With a specific focus on socials and games, McCann knew exactly where the target demographic would respond most positively to the message. The song became a viral hit, highly shareable, with memetic characters and lyrics that came across as real, authentic and worthy of notice.
Ultimately, the impact of Dumb Ways to Die produced was largely due to the carefully devised integrated marketing campaign, as well as using the perfect combination of platforms for maximum reach.
Dumb Ways to Die is easily one of the most effective advertising campaigns of the past century.
The PSA achieved a pledge from 127 million people to be safer around trains, as well as a 10-20% reduction in train-related accidents as of February the following year.
The campaign itself received an unexpected swell of attention, resulting in a stellar international reach and a ton of industry awards:
- Dumb Ways to Die is still the most awarded campaign in history, with 28 Cannes Lions and 5 Grand Prix.
- ‘Dumb Ways to Die 2: The Games’ was the number one app in 90 countries.

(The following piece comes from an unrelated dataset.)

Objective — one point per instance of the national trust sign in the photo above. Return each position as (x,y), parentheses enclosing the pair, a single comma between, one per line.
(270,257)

- Within 24 hours of launch, the Dumb Ways to Die song was ranked in the iTunes top 10. In just 48 hours it became number 6 in the singer/songwriter category globally.
What’s the Takeaway?
Metro could’ve taken a safe, standard path to communicating their message – but it may have completely failed to reach their intended audience.
Here are the lessons we can learn from the success of Dumb Ways to Die:
- Message and method are equal. Got the world’s most important message? That’s great… but it means nothing if you can’t get people to listen. The way you reach people is just as important as what you want them to know.
- Understand your audience. The method all depends on who you need to reach. Demographics consume media in a thousand different ways. Your medium and platform are paramount.
- In a rut? Refresh and break out of the norm. Every single successful campaign in history has one thing in common: creativity. As always, it’s the easiest piece of advice to give, and the hardest to follow. However, reaching a new audience will always mean flipping your rulebook on its head and trying something that’ll force people to pay attention, purely by virtue of being different.